Roanoke Times Copyright (c) 1995, Landmark Communications, Inc. DATE: SUNDAY, July 30, 1995 TAG: 9507280078 SECTION: EDITORIAL PAGE: F-2 EDITION: METRO SOURCE: DATELINE: LENGTH: Medium
Polls show most Americans - including some women and members of ethnic minorities heretofore favoring them - now oppose affirmative-action programs.
The U.S. Supreme Court overturns some federal set-asides for minority-owned contractors, a lower court's school-integration plan in Kansas City and the practice of drawing congressional districts with race as the principal factor.
The University of California regents, following Gov. Pete Wilson's urgings, vote to end the gender- and ethnic-based reservation of some admissions slots for groups that otherwise would be underrepresented in proportion to their percentage of the population.
Has America's second Reconstruction come to an end? In the latter decades of the 20th century, has the post-World War II fight for racial (and gender) justice petered out, just as the post-Civil War effort for racial (though not gender) justice petered out in the latter decades of the 19th?

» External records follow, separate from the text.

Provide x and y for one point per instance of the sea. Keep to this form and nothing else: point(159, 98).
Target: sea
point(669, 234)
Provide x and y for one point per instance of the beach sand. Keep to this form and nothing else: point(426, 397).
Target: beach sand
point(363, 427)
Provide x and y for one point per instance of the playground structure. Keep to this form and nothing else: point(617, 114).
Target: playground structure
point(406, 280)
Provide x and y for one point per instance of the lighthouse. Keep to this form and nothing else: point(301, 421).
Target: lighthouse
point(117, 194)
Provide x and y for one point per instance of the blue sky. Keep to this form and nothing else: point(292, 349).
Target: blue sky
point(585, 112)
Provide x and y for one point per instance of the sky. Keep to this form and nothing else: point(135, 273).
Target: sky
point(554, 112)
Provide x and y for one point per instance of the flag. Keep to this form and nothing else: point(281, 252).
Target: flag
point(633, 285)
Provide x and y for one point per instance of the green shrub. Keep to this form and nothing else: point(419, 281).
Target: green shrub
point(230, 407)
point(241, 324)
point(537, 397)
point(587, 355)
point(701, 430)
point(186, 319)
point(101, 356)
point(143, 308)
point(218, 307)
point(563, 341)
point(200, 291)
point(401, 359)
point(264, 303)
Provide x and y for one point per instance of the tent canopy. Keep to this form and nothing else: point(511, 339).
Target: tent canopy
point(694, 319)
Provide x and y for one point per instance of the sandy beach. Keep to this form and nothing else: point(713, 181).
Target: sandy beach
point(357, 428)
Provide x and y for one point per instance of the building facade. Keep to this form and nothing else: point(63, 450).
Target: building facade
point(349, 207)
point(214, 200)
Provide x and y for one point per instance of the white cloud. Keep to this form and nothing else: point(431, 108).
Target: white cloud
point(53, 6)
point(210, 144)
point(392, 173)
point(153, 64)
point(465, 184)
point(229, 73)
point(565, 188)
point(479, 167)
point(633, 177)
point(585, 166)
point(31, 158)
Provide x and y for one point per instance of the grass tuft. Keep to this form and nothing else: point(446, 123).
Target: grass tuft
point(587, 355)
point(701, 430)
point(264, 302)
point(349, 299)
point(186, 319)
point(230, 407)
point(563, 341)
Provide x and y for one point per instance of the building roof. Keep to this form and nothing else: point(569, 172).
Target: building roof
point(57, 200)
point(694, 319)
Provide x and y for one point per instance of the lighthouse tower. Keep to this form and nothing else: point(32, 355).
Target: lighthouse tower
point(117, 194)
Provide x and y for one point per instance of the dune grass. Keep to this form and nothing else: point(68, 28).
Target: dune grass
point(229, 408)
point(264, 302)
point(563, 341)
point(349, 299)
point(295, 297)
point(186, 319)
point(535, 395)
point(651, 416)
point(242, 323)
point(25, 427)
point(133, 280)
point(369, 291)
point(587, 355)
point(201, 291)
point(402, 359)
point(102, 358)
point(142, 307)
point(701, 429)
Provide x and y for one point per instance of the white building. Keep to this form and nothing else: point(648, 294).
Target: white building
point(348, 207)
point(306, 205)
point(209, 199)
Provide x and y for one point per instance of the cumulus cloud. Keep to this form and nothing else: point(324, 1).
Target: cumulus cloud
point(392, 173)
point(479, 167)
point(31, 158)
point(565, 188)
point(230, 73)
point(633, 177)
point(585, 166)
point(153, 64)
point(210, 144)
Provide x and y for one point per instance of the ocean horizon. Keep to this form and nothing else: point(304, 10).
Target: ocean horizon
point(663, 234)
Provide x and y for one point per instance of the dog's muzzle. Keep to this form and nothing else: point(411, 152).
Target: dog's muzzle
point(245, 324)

Before issuing a death certificate, a couple of points are worth bearing in mind:
"Affirmative action" is an elastic phrase, with public attitudes toward it properly varying with the particulars.
The issue is not so much whether people should be treated as groups or as individuals, as it is which kinds of groups are constitutionally valid and legislatively wise, and which kinds are not.
Affirmative action can mean "hard" programs like the federal set-asides, overturned by the high court, under which a minority-owned (sometimes in name only) firm could win a contract without offering the lowest price in competitive bidding. These programs, polls show, are widely disliked.
But it can also mean "soft" programs, like a private-sector employer's efforts to expand its talent pool beyond traditional good-old-boy networks. When described in terms of widening opportunities, polls also show, affirmative action rightly wins public approval.
Meanwhile, the Supreme Court has continued to allow, at least hypothetically, the hardest of affirmative-action efforts as remedies directly linked to specific instances of discrimination. This is appropriate, too.
At the same time, new forms of affirmative action may be on the way - based not on improving opportunities for racial minorities as such, but rather on improving opportunities for the economically disadvantaged.
In his recent address on affirmative action, for example, President Clinton spoke of set-asides based not on race or gender but on whether the firm were located in an economically depressed area - a proposal resembling the enterprise-zone concept identified with Republicans like Jack Kemp. The California regents are supplanting the race- and gender-oriented admissions program with one to promote economically and socially diverse student bodies - a good idea.
Affirmative action based on socioeconomic disadvantage presumably would pass constitutional muster more easily because that sort of grouping is not subject to the "strict scrutiny," in the jargon of constitutional law, that racial distinctions are.
Economic-based affirmative action also has the virtue of flexibility. One source of discontent now is that, because ethnic background and gender don't change with life's fortunes, affirmative action in its current form can provide preferences to people who in fact enjoy ample opportunities for success.
Economics-based programs pose difficulties of their own; moving to broaden opportunity inevitably is messy. But allowing inequality of opportunity to persist and grow and rigidify in America would produce far messier situations. To work, economic-based affirmative action must reflect honest effort, and not simply serve as an excuse to perpetuate racial and gender privilege. We have a long, long way still to go to make America a land of equal opportunity.